L’événement est relaté par l’évangile de Mathieu (Mt 2,13) : “Voici que l’ange du Seigneur apparaît en songe à Joseph et lui dit : ‘Lève-toi ; prends l’enfant et sa mère, et fuis en Égypte. Reste là-bas jusqu’à ce que je t’avertisse, car Hérode va rechercher l’enfant pour le faire périr’.” L’Évangéliste poursuit que c’est cette même nuit suivant l’avis de l’ange que Joseph et Marie emportant le nouveau-né prirent la route en direction de l’Égypte.
Et effectivement, Hérode lorsqu’il réalisa que les Mages l’avaient trompé en ne lui révélant pas le lieu de la divine naissance, entra dans une grande fureur et ordonna alors de tuer tous les enfants jusqu’à l’âge de deux ans non seulement à Bethléem, mais également dans toute la région… C’est ainsi au Massacre des Innocents auquel allait échapper Jésus par cette fuite effrénée de Marie. Nous n’en savons pas plus sur cette fuite et ce séjour en Égypte si ce n’est ce qu’en livreront, par ailleurs, des apocryphes chrétiens dont la Vie de Jésus en arabe, non reconnu par l’Église, et qui relate dans le détail les premiers miracles de Jésus initié en terres égyptiennes à la magie…
Mais, à la mort d’Hérode, ainsi que l’Ange l’avait annoncé, celui-ci vint avertir la Sainte Famille qu’elle pouvait rentrer tout en évitant la Judée où Arkélaüs, fils d’Hérode, venait de succéder à son père. C’est en région de Galilée que Marie, Joseph et Jésus devaient alors s’établir.
Une fuite symbolique
À la lecture de ces tragiques événements, le lecteur de la Bible ne pourra qu’être surpris, le Messie né dans une mangeoire se doit afin d’échapper à une mort certaine fuir dans le pays qui traditionnellement sous l’Ancien Testament a représenté l’ennemi même d’Israël… Cette ambiguïté de la terre d’exil n’est relatée que par Mathieu qui souligne dans son évangile que “nul n’est prophète en son pays”…

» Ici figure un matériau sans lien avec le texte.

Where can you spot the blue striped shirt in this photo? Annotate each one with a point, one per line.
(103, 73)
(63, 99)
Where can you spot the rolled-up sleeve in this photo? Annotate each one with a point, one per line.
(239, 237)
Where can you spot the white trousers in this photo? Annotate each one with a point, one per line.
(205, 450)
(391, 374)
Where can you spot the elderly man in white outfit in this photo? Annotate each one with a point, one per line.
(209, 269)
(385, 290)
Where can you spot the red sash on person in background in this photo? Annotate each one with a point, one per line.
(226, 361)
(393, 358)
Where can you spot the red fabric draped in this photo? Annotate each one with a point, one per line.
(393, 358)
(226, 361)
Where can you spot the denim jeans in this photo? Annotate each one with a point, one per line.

C’est de nouveau d’Égypte que la Sainte Famille sera de nouveau conduite vers la Terre promise, un appel rappelant l’Exode des Hébreux sous la conduite de Moïse fuyant Pharaon. Jésus dès sa naissance est ainsi investi d’une mission universelle qui lui fait dépasser le cadre géographique de sa naissance.
La Fuite en Égypte représentée par les artistes
Marie accompagnée de son fils et de son époux fuyant en Égypte a fait l’objet de très nombreuses représentations tranchant avec le caractère dramatique de l’épisode. Les artistes ont, en effet, préféré livrer la plupart du temps une autre vision, celle de la confiance de Marie en la Divine providence.
Seul Giotto, au tournant du XIVe siècle, dans une fresque de la Chapelle des Scrovegni à Padoue proposera une scène plus inquiétante : les montagnes escarpées et les ravins suggérés, en plus des couleurs sombres, dressant une atmosphère oppressante d’où seule ressort radieuse et stoïque Marie tenant son enfant.
Par opposition, le grand maître de la peinture française classique du XVIIe siècle, Nicolas Poussin, a livré, pour sa part, dans un tableau conservé au musée des Beaux-arts de Lyon une version beaucoup plus radieuse de ce qui apparaît plus comme une promenade bucolique qu’une fuite désespérée. Guidés par l’ange leur intimant la direction à suivre, Marie portant son enfant et Joseph jettent un dernier regard en arrière, seul signe du danger auquel ils viennent d’échapper.